The advantage of twenty paces was that it was a nice, short, snappy range to shoot from. The disadvantage was how little time it took your targets to run up on your position… Dag cursed as three or four large shapes came crashing through the dark at them.
He let his bow arm pivot down and yanked out his knife. Glancing right, he saw Saun pull his long sword, swing, and make the discovery that a blade length that gave great advantage from horseback was awkwardly constrained in a close-grown woods.
“You can’t lop heads here!” Dag yelled over his shoulder. “Go to thrusts!” He grunted as he folded in his bow-arm and shoved his left shoulder into the nearest attacker, knocking the man back down the hillside. He caught a blade that came out of seeming-nowhere on the brass of his hilt, and with a shuddering scrape closed in along it for a well-placed knee to a target groin. These men might have fancied themselves bandits, but they still fought like farmers.
Saun raised a leg and booted his blade free of a target; the man’s cry choked in his throat, and the withdrawing steel made an ugly sucking noise. Saun followed Dag at a run toward the bandit camp. Razi and Utau, to their right and left, paced them, closing in tight as they all descended, stooping like hawks.
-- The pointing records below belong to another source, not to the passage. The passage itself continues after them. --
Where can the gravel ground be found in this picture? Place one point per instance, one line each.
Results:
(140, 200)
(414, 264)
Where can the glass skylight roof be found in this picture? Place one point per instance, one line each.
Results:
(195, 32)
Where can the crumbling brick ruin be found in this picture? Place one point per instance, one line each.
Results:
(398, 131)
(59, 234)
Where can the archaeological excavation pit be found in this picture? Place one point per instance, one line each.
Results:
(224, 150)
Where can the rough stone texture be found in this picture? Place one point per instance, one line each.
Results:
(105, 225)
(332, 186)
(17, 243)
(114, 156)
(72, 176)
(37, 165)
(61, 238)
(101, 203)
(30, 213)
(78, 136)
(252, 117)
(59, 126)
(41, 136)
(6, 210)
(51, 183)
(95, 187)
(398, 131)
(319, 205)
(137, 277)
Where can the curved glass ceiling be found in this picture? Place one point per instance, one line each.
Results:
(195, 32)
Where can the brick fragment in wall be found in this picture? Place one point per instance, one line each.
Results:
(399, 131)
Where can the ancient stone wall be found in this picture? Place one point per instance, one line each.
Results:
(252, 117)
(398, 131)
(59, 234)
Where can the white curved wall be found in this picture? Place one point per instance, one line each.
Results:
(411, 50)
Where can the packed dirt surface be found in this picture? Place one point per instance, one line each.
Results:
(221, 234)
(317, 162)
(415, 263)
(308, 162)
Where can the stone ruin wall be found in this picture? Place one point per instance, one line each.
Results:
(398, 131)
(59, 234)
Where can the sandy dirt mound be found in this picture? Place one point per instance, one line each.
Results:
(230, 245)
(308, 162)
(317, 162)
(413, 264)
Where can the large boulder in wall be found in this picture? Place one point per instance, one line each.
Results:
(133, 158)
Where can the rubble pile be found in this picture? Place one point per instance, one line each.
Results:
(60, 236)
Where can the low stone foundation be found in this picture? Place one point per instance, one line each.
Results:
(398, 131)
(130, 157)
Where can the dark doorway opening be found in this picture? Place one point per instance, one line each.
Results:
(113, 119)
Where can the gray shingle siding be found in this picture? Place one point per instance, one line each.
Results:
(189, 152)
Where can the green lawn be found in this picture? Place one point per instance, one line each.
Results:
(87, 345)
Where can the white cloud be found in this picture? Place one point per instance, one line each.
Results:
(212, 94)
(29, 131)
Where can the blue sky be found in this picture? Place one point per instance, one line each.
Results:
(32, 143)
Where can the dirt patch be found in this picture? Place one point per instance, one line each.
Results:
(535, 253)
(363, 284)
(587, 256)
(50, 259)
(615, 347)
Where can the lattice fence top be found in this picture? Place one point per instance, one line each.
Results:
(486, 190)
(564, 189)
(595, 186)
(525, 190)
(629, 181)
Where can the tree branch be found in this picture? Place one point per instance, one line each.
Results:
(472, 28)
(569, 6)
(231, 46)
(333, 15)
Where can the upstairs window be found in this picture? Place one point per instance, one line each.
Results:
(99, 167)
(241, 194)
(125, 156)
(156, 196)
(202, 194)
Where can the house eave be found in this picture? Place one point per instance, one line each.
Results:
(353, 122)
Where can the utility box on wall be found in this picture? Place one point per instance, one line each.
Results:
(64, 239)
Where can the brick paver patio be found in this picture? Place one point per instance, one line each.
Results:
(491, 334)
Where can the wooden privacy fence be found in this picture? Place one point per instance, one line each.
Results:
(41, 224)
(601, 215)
In the clearing, Saun devolved to his favorite powerful swings again. Which worked spectacularly bloodily when they connected, and left him wide open when they didn’t. A target succeeded in ducking, then came up swinging a long-handled, iron-headed sledgehammer. The breaking-pumpkin sound when it hit Saun’s chest made Dag’s stomach heave. Dag leaped inside the target’s lethal radius, clutched him tightly around the back with his bow-arm, and brought his knife up hard. Wet horrors spilled over his hand, and he twisted the knife and shoved the target off it. Saun lay on his back, writhing, his face darkening.